Researchers from Tokyo Medical and Dental University (TMDU) have found that the secretion of uromodulin protein into urine can be induced by treatments that may protect against urinary tract infections and kidney stones, among other diseases
The normal function of uromodulin, a protein that is made in the kidney and secreted into the urine, remains largely unknown. However, higher levels of uromodulin in the urine are related to lower rates of urinary tract infections and kidney stones, while higher levels of this protein in kidney cells are associated with higher rates of hypertension and chronic kidney disease. Researchers from Japan have now uncovered how uromodulin secretion into the urine can be increased by the hormone vasopressin—a finding that may have many practical applications.
In a study published recently in Hypertension, researchers from TMDU revealed that vasopressin receptor stimulation leads to the short-term secretion of uromodulin into the urine in mice. They found that this occurs via the protein kinase A pathway, a common cell signaling pathway that is dependent on cyclic adenosine monophosphate (cAMP) levels, in kidney cells.

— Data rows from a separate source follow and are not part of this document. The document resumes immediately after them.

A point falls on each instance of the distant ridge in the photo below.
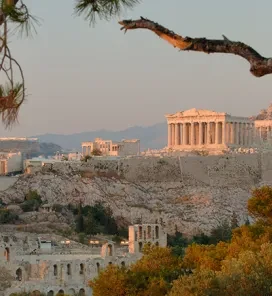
(153, 137)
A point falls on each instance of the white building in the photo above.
(110, 148)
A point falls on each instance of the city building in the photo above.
(110, 148)
(52, 266)
(197, 129)
(23, 145)
(10, 163)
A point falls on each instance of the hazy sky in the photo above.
(81, 78)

Most of our knowledge about the role of uromodulin in disease comes from genetic studies. Notably, uromodulin secretion into the urine seems to be particularly important for disease prevention, but little is known about how this secretion might occur. Researchers at TMDU aimed to explore this process in more detail.

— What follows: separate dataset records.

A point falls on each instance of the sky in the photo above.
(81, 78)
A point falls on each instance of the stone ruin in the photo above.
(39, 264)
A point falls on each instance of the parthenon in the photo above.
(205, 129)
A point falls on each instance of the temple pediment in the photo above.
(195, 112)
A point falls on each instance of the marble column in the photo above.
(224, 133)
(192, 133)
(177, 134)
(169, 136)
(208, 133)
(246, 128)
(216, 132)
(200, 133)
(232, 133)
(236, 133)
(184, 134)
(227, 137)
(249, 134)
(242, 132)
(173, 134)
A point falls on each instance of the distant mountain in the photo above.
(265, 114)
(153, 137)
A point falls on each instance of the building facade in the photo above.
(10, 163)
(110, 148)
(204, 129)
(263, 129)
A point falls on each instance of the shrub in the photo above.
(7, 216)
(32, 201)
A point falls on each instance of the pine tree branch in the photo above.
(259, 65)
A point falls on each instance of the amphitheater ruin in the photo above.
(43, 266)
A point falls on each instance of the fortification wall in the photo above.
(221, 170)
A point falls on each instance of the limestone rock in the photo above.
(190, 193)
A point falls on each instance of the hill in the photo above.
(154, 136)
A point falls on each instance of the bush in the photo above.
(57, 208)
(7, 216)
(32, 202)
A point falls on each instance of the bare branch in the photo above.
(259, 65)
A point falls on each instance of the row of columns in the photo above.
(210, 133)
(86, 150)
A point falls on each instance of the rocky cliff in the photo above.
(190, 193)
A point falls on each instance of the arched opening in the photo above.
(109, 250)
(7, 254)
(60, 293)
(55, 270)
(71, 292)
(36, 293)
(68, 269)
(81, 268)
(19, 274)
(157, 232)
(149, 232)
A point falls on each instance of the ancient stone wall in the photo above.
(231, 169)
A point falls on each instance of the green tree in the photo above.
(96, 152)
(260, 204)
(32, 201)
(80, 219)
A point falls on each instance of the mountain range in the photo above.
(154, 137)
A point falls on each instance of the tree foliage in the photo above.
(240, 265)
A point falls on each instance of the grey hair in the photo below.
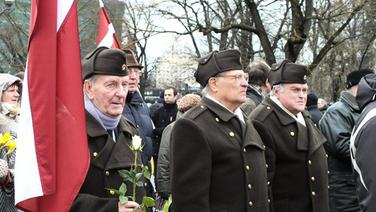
(205, 90)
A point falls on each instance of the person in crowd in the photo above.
(137, 112)
(157, 104)
(258, 84)
(105, 76)
(322, 105)
(363, 143)
(311, 106)
(163, 117)
(163, 182)
(218, 161)
(337, 124)
(297, 165)
(10, 87)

“The urinary secretion of uromodulin is associated with protection against many common diseases,” says lead author of the study Azuma Nanamatsu. “We wanted to investigate how to increase this secretion, to develop better therapies in the future.”

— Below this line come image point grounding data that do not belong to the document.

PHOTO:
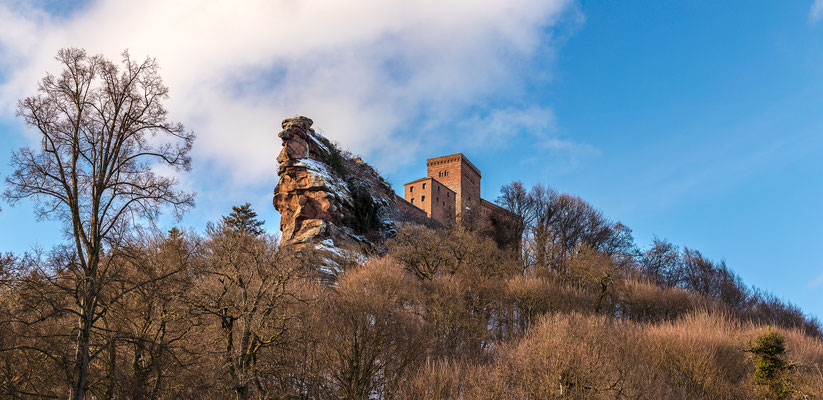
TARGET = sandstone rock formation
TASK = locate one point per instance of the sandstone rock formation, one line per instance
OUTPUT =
(325, 197)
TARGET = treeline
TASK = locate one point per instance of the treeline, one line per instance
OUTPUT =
(444, 314)
(573, 310)
(554, 226)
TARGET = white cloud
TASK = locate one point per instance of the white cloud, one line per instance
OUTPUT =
(816, 12)
(362, 72)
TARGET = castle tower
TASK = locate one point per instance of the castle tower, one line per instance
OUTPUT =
(456, 172)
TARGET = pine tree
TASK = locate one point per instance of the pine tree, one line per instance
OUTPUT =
(244, 219)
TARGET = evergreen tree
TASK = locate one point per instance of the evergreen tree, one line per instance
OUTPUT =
(244, 219)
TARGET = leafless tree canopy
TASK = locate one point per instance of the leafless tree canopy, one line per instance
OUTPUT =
(576, 312)
(102, 129)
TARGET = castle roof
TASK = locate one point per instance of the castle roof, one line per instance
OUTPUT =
(453, 157)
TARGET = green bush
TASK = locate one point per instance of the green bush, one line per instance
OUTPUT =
(770, 370)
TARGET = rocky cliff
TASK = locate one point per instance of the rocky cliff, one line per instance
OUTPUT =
(326, 197)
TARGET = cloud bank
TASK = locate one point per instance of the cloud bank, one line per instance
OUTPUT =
(381, 77)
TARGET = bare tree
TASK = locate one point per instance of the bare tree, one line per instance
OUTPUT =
(102, 130)
(247, 285)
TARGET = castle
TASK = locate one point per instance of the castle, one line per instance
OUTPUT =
(451, 186)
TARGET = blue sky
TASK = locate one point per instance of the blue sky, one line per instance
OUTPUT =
(699, 123)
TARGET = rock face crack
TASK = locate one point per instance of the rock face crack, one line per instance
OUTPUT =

To do this, the researchers stimulated vasopressin receptors in mice, which has previously been reported to affect uromodulin secretion. When they saw that the treated mice had higher levels of uromodulin in the urine and lower levels in the kidney, they decided to test the effects of increased cAMP on uromodulin secretion in a kidney cell line, because vasopressin receptor stimulation leads to increased cAMP levels.
“We found that uromodulin was secreted from kidney cells when cAMP levels were increased,” explains Takayasu Mori, senior author. “This secretion only happened on the apical cell surface, which normally faces the lumen or external space in the kidney.”
The authors then found that this secretion of uromodulin could be decreased by treating cells with a protein kinase A inhibitor. Together, their findings suggest that vasopressin/cAMP/protein kinase A signaling is important for the secretion of uromodulin from kidney cells into the urine.
The findings of this study may be used to develop better therapies for diseases that are related to lower urinary uromodulin levels, such as urinary tract infections and kidney stones, as well as for those linked to higher kidney uromodulin levels, such as chronic kidney disease and hypertension.